Some people receive spankings because they like the sensation of getting spanked. We call those people bottoms or masochists. Others receive spankings because they want to please the person giving them, even though they really don't enjoy the sensation itself. Those people are more likely to be in the submissive, service, or slave* category. A common mistake is to confuse one sort of desire with the other.
Similarly, some people really like giving orders and being in charge. We call these people dominants, masters, or mistresses. Other folks just like spanking people or inflicting pain. We call those people tops or sadists.
These elements can be combined in many different ways, and not just the dominant = top = master and submissive = bottom = slave mentality that has become so common online. In the interest of clarity, I'd like to attempt to separate some key concepts from each other:
Topping and Bottoming describe the physical act or position.
Top = gives sensation, Bottom = receives sensation
Sadism and Masochism define what sort of sensation (pain).
Sadist = gives pain, Masochist = receives pain
Sex is another sort of sensation (pleasure).

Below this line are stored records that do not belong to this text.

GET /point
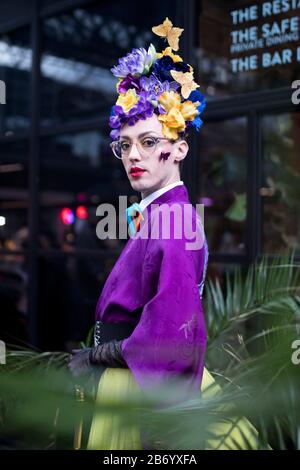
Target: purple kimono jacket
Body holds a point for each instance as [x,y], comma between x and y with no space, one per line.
[157,284]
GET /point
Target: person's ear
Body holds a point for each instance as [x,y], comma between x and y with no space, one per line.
[181,150]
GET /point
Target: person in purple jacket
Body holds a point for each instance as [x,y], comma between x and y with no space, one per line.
[150,323]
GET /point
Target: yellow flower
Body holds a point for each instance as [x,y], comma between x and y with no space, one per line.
[118,82]
[188,110]
[169,100]
[173,122]
[127,100]
[168,51]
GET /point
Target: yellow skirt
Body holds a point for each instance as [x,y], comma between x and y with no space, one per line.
[108,433]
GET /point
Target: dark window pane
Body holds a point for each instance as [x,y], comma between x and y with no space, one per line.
[226,44]
[15,67]
[280,191]
[69,287]
[222,179]
[78,173]
[14,298]
[13,9]
[14,195]
[80,47]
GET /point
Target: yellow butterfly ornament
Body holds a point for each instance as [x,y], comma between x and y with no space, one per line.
[186,81]
[168,31]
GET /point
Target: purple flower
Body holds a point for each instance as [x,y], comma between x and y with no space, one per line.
[137,62]
[141,110]
[196,95]
[129,82]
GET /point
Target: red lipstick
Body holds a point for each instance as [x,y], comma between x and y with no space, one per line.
[136,171]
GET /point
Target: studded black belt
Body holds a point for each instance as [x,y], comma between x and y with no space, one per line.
[105,332]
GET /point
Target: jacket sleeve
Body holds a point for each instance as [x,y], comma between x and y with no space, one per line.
[169,342]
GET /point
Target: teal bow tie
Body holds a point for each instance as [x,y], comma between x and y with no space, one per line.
[134,217]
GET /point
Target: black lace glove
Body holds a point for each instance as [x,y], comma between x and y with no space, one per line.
[108,354]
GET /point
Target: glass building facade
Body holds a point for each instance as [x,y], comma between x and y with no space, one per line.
[56,166]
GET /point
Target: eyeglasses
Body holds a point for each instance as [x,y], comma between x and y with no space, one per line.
[146,146]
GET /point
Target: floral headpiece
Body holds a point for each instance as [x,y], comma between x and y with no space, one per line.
[161,83]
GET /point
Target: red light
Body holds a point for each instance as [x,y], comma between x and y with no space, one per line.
[81,212]
[67,216]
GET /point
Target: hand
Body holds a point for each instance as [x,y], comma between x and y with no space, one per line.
[79,361]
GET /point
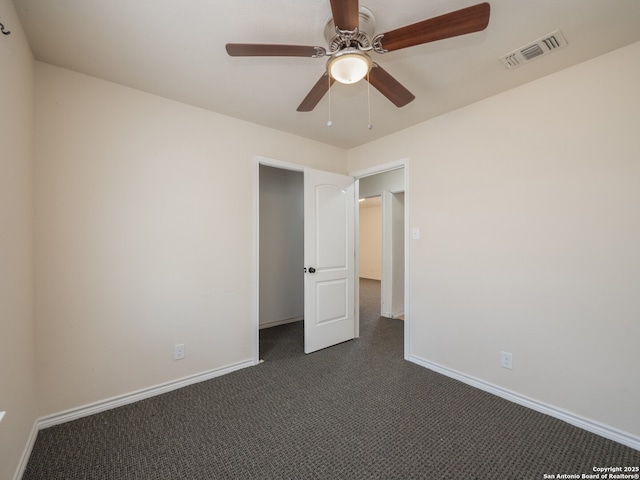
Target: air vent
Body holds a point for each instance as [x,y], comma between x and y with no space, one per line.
[543,46]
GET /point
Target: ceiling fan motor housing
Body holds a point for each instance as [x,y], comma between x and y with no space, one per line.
[363,36]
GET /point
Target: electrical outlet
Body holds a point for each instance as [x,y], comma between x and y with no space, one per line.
[506,360]
[178,351]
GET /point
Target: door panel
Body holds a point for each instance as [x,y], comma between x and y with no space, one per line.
[329,250]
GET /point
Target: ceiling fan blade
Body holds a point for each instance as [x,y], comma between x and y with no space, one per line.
[460,22]
[317,92]
[273,50]
[389,86]
[345,14]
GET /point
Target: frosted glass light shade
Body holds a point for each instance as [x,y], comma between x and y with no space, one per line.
[349,66]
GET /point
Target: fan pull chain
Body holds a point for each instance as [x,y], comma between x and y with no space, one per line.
[369,126]
[329,123]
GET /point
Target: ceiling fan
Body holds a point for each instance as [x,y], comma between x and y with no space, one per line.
[349,36]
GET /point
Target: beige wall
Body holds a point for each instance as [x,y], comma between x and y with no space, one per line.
[17,391]
[370,225]
[144,236]
[528,209]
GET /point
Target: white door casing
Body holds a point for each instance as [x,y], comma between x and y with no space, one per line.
[329,252]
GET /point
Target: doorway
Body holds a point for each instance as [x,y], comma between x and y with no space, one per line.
[382,237]
[275,302]
[305,251]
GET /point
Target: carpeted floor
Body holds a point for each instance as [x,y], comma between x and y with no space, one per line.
[353,411]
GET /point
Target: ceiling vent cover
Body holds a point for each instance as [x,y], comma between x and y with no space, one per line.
[542,46]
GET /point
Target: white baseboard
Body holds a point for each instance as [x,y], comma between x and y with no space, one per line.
[27,452]
[576,420]
[128,398]
[275,323]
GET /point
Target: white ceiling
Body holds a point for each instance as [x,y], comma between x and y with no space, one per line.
[175,49]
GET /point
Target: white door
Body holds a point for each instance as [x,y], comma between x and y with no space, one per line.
[329,252]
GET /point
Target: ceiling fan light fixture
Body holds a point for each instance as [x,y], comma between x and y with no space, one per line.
[349,65]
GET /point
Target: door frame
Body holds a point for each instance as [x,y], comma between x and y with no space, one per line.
[358,174]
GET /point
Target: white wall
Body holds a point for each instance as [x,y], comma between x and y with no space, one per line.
[281,245]
[370,232]
[17,374]
[145,219]
[528,206]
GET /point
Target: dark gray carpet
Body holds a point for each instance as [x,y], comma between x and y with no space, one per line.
[353,411]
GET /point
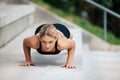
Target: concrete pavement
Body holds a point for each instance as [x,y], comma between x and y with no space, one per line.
[91,65]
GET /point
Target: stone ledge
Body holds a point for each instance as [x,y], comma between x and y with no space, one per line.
[13,20]
[10,13]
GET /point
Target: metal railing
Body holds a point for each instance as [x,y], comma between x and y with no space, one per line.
[104,15]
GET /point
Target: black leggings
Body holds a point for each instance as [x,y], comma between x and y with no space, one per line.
[60,27]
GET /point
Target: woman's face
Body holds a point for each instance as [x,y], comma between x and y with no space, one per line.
[48,43]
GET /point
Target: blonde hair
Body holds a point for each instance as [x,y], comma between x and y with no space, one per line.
[48,29]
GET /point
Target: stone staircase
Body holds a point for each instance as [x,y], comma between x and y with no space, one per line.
[14,18]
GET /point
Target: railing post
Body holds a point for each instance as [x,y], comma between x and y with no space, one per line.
[105,25]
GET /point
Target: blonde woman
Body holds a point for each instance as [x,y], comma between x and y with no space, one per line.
[50,39]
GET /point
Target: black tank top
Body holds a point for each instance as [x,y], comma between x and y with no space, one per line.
[48,53]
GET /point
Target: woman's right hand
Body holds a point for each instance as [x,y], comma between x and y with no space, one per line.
[27,64]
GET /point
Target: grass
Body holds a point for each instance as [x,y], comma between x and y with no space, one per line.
[80,22]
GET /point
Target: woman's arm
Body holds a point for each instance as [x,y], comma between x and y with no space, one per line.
[71,51]
[27,44]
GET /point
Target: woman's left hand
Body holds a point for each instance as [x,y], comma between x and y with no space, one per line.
[70,66]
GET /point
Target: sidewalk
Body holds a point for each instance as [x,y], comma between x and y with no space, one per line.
[97,65]
[48,67]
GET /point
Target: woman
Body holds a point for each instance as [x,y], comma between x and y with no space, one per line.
[50,39]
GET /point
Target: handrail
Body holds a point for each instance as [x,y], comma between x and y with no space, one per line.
[105,15]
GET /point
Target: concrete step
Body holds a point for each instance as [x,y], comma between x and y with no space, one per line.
[13,20]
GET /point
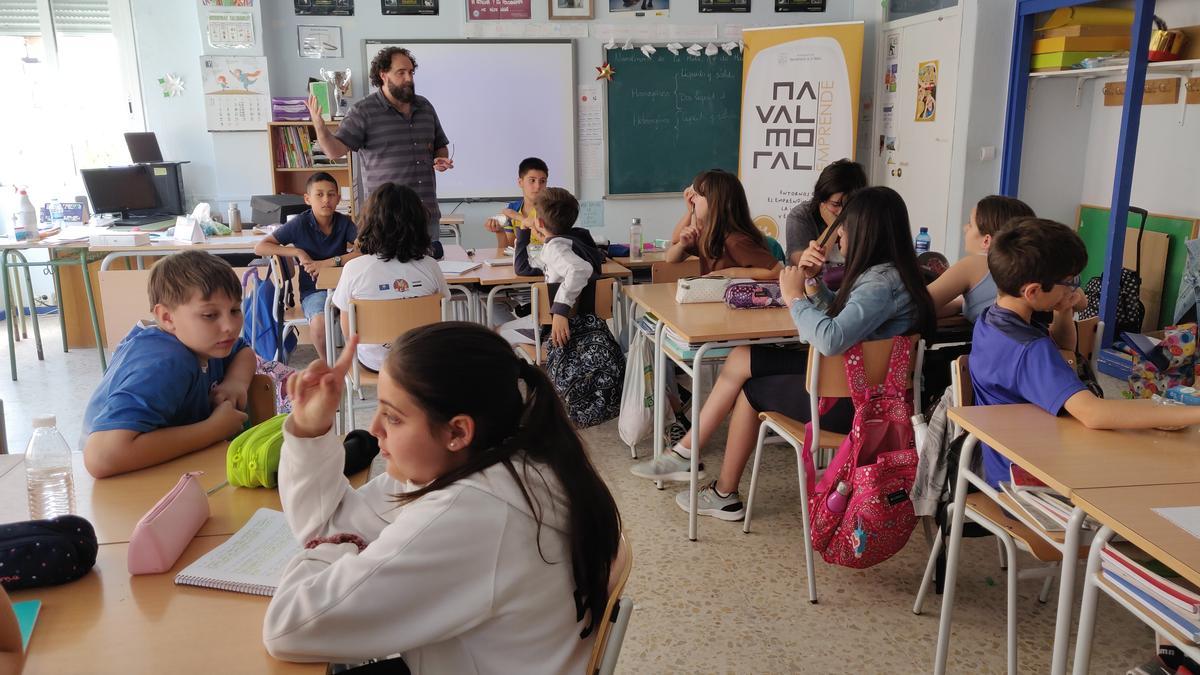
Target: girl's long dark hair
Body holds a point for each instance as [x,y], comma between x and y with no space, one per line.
[729,211]
[875,223]
[455,368]
[394,225]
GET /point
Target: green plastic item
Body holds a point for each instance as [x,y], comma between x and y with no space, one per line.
[253,457]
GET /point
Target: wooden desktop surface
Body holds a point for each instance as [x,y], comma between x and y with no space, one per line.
[1127,511]
[115,505]
[113,622]
[707,322]
[1068,457]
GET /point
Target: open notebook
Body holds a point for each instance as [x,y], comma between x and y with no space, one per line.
[251,561]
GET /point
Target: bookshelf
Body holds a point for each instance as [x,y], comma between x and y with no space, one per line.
[292,160]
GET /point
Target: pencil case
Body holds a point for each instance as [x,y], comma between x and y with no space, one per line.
[162,533]
[701,290]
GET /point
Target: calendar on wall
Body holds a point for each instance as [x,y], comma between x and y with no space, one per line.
[237,95]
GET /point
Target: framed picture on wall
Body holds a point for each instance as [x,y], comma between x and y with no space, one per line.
[409,7]
[319,41]
[570,10]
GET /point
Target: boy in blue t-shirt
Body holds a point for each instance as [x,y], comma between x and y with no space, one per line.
[532,177]
[317,238]
[1014,360]
[179,386]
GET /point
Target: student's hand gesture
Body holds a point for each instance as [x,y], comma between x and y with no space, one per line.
[813,261]
[226,392]
[689,236]
[227,419]
[791,284]
[316,393]
[559,332]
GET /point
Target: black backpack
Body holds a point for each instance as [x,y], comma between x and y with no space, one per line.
[1131,310]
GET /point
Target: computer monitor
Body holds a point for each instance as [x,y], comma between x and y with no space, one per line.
[143,147]
[120,190]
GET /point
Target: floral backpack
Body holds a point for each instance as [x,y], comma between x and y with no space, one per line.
[879,463]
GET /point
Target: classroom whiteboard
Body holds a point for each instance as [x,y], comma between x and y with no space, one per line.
[499,102]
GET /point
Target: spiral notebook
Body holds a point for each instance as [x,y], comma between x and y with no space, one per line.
[251,561]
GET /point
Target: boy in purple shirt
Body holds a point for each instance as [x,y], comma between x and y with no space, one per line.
[1014,360]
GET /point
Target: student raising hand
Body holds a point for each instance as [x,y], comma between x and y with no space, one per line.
[317,392]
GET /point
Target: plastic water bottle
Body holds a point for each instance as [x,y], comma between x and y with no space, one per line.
[55,209]
[923,240]
[635,239]
[27,216]
[48,475]
[838,500]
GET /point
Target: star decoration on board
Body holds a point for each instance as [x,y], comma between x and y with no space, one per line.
[172,85]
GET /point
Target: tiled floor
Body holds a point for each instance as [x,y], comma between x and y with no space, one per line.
[730,602]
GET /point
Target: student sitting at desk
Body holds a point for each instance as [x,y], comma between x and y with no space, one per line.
[724,236]
[967,287]
[485,548]
[882,296]
[317,238]
[179,386]
[532,177]
[395,263]
[1036,264]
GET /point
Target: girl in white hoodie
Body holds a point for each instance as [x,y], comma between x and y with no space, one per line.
[486,545]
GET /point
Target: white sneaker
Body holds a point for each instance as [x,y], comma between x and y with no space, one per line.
[708,502]
[671,466]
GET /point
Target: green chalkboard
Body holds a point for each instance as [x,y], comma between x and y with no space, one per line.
[1093,230]
[671,117]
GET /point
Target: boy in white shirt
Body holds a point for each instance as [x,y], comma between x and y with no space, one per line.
[395,262]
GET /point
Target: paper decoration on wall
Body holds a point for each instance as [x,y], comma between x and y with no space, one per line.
[172,85]
[498,10]
[237,96]
[639,9]
[927,91]
[409,7]
[324,7]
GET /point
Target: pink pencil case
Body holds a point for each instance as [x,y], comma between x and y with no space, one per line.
[162,533]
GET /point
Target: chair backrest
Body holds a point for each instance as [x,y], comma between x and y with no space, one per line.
[667,273]
[617,578]
[604,291]
[960,381]
[378,322]
[832,370]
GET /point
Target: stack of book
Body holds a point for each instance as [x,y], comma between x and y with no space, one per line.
[1074,34]
[1174,601]
[1039,502]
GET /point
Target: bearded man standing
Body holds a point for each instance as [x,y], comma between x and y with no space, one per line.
[396,133]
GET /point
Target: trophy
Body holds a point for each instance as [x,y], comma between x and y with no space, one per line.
[340,82]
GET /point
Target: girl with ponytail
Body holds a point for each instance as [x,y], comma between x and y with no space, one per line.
[486,545]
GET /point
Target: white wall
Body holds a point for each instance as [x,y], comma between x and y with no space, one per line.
[1069,154]
[234,165]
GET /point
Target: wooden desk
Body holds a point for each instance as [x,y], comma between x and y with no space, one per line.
[115,505]
[711,326]
[1129,512]
[112,622]
[1068,457]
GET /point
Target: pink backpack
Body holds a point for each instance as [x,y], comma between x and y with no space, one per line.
[879,463]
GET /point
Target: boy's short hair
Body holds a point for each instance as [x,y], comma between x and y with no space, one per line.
[995,211]
[175,279]
[319,177]
[558,209]
[532,163]
[1032,250]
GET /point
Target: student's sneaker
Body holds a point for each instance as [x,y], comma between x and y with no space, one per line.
[708,502]
[671,466]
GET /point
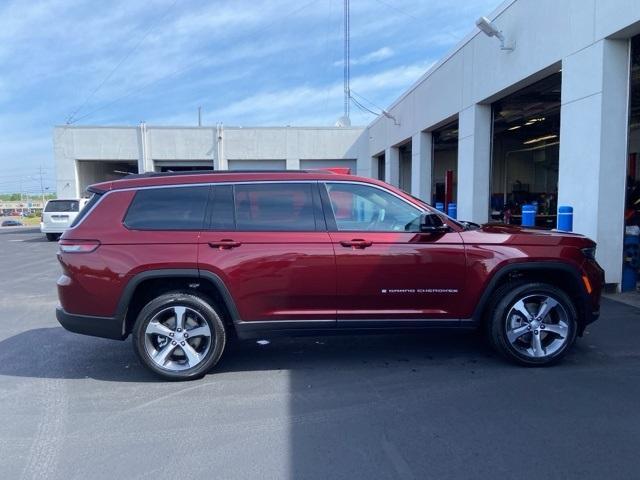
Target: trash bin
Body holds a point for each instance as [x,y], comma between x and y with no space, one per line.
[565,218]
[631,263]
[528,216]
[452,210]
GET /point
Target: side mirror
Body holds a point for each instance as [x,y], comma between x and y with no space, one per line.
[432,223]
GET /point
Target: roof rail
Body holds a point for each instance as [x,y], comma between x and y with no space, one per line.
[214,172]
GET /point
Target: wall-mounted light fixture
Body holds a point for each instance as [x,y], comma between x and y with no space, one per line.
[490,30]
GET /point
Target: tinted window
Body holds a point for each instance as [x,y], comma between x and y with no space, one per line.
[361,207]
[87,206]
[221,213]
[62,206]
[274,207]
[179,208]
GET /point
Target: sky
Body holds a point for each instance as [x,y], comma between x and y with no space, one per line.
[245,62]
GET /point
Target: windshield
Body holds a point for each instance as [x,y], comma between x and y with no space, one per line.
[435,210]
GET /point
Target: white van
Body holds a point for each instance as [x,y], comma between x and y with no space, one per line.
[58,215]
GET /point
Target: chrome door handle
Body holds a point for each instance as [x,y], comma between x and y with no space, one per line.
[356,243]
[224,244]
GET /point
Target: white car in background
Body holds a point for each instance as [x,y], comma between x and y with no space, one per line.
[58,215]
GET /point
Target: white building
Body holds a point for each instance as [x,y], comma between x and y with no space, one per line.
[555,120]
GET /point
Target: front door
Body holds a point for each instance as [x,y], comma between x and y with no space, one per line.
[268,243]
[386,268]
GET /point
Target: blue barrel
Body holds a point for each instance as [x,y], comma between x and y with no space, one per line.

Person on top = gives sex, person on bottom = receives sex
Domination and Submission describe attitudes or roles.
Dominant = in charge, Submissive = supportive
Master and Slave denotes ownership.
Master = makes rules, Slave* = obeys them
Switch = goes back and forth between any set or combination of these roles with ease
Dom/Sub and Master/Slave always involve some sort of intentional power exchange - but Top/Bottom, SM, and sex by themselves do not. Neither does fetish.
Power exchange is an attitude, not an act.
Acts do not equal attitudes.
One can be more than one of these things simultaneously, of course, but it's not required. For instance, some dominants have no interest in topping, while some submissives have no interest in bottoming. On the flip side, many masochists have no interest in submission or service and sadists may or may not be interested in control.
The point of all this is that you don't have to pick any one of these categories and adhere to it rigidly. Instead, think of it as more of a Mr. Potato Head guide to your sexual play – mix and match the parts that feel right to you, and leave the others for people to whom they are better suited. If it makes you truly uncomfortable, don't do it! There is no “one true way” to kinky sex, other than what you and your partner(s) mutually agree upon.
*All relationships are understood to be between consenting adults, safe-words are available if necessary, and all limits should be clearly negotiated and agreed upon ahead of time.